EXPENSIVE car parks and high business rates are making it hard for Bournemouth’s shops to compete with the internet and out-of-town malls.

That was the complaint from traders after House of Fraser became the latest big retailer to announce store closures.

The former Dingles and Brights of Bournemouth store in Old Christchurch Road is among 31 House of Frasers earmarked for closure.

Liz Josey, co-owner of Sunrise Organics in St Michael’s Road, said her shop was exempt from business rates because of its size and location.

“If we had to pay business rates, the business wouldn’t survive,” she said.

“As far as House of Fraser goes, it’s very sad, but I think the main problem in Bournemouth is parking costs. We have an hour’s parking outside our shop but parking charges in Bournemouth are extortionate.
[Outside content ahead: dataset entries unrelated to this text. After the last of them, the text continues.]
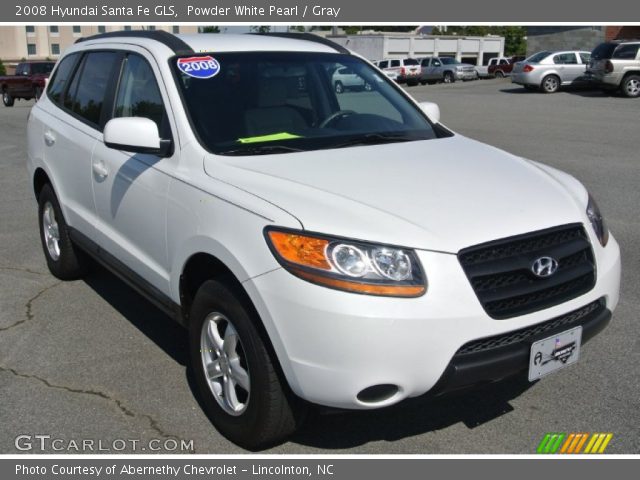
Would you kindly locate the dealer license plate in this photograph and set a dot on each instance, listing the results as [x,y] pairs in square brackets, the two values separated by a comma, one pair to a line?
[553,353]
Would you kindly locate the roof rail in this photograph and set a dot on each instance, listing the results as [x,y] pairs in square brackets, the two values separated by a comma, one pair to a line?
[174,43]
[309,37]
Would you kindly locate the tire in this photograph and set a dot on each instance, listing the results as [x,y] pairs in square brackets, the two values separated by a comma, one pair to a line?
[630,86]
[64,259]
[7,99]
[266,412]
[550,84]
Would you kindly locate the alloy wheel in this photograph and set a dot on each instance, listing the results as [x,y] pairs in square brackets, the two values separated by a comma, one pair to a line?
[224,363]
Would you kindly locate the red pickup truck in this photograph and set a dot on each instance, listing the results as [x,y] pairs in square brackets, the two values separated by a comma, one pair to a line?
[27,83]
[502,66]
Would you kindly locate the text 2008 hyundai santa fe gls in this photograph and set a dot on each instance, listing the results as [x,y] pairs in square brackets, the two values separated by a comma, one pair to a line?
[342,249]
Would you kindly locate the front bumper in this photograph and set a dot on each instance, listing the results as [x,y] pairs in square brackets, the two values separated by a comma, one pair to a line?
[334,345]
[471,75]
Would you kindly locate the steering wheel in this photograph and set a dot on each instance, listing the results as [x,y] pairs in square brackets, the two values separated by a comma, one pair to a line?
[334,115]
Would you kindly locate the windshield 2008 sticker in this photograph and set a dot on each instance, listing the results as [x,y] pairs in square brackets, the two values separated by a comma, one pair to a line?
[199,67]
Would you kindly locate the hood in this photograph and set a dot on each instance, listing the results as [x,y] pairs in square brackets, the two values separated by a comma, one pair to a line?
[440,195]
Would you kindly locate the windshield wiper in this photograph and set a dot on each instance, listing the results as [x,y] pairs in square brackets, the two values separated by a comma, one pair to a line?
[375,139]
[261,150]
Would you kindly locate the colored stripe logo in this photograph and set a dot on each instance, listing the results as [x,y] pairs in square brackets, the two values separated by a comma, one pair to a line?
[574,443]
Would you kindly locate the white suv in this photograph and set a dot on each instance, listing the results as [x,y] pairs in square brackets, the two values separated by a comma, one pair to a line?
[337,249]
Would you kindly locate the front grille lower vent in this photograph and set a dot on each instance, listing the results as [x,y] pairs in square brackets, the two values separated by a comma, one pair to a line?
[500,271]
[528,334]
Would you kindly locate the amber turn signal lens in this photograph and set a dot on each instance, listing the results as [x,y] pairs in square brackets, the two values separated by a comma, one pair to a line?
[367,288]
[300,249]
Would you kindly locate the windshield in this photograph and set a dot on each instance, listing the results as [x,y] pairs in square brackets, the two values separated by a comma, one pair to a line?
[240,102]
[537,57]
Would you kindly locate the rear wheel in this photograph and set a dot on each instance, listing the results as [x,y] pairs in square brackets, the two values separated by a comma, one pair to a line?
[64,259]
[550,84]
[7,99]
[240,387]
[631,86]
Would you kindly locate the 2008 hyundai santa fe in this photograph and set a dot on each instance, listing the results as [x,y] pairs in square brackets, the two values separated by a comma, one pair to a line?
[342,249]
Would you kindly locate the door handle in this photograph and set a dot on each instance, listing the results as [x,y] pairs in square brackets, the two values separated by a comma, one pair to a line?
[49,138]
[100,170]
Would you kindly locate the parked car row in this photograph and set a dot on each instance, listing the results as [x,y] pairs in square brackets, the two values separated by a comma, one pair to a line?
[611,66]
[413,71]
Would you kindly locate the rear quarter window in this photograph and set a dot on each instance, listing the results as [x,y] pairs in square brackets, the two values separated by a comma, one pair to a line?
[626,52]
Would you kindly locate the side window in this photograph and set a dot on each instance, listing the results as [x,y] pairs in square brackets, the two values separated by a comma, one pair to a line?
[88,89]
[60,77]
[626,52]
[138,93]
[585,57]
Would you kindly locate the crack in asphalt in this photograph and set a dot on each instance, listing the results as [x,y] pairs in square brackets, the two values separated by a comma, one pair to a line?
[25,270]
[28,306]
[96,393]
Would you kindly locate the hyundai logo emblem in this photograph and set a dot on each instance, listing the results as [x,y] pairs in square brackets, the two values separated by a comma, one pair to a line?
[544,267]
“If we lose the big shops from the centre, we lose the reasons for people to come. M&S and House of Fraser, two massive names, have gone. What reason have people got to come to Bournemouth town centre?”

Dawn Smith, manager at the jeweller Goldsmiths in Old Christchurch Road, said: “Although our business is doing very well, footfall has fallen noticeably recently and this is obviously impacting on businesses.

“With Castlepoint so close by that has an affect with a lot of people drawn away from the town centre and rent is very high.

“Parking charges are also high and we really need the council to look at ways to draw people back into the high street.”

Cllr Nigel Hedges, who runs a town centre business and is Bournemouth council’s business champion, said: “We constantly review our parking charges and we are absolutely adamant that we are the cheapest place in the South West for shoppers.

“Charges are necessary for us to be able keep car parks maintained and serviceable.

“Some of the charges at car parks in other places make us look like a bargain.”

Marcus Andrews of property specialist Goadsby said business rates were a problem for many businesses. He said the procedure for appealing rates bills was so complex that many gave up.

Official figures suggest retailers were denied rate reductions worth £584million for the 2017-18 financial year because of the way a rate relief scheme was being phased in.

“Local economies are struggling, so ratepayers need to benefit from the full reduction immediately on this property tax,” he said.

Lucinda Coleman, business recovery partner for PKF Francis Clark – which has offices in Poole and New Milton – said: “The growth of online retailing continues to have a huge impact on old-style retailers which face large property costs for their high street stores.”

She was concerned that company voluntary arrangements (CVAs) – the method used by several retailers to cut their rent bills – left landlords “disempowered and aggrieved”.

“Landlords, often institutional investors and pension funds, are crying foul, believing that they are collectively being treated unfairly and that the threat of a CVA can be used to pressure them into accepting disadvantageous changes to their investments,” she said.

“They also point out that CVAs are unfair to retailers who do not do CVAs – they are at a competitive disadvantage. The government is being asked to conduct an urgent review of the CVA procedure.”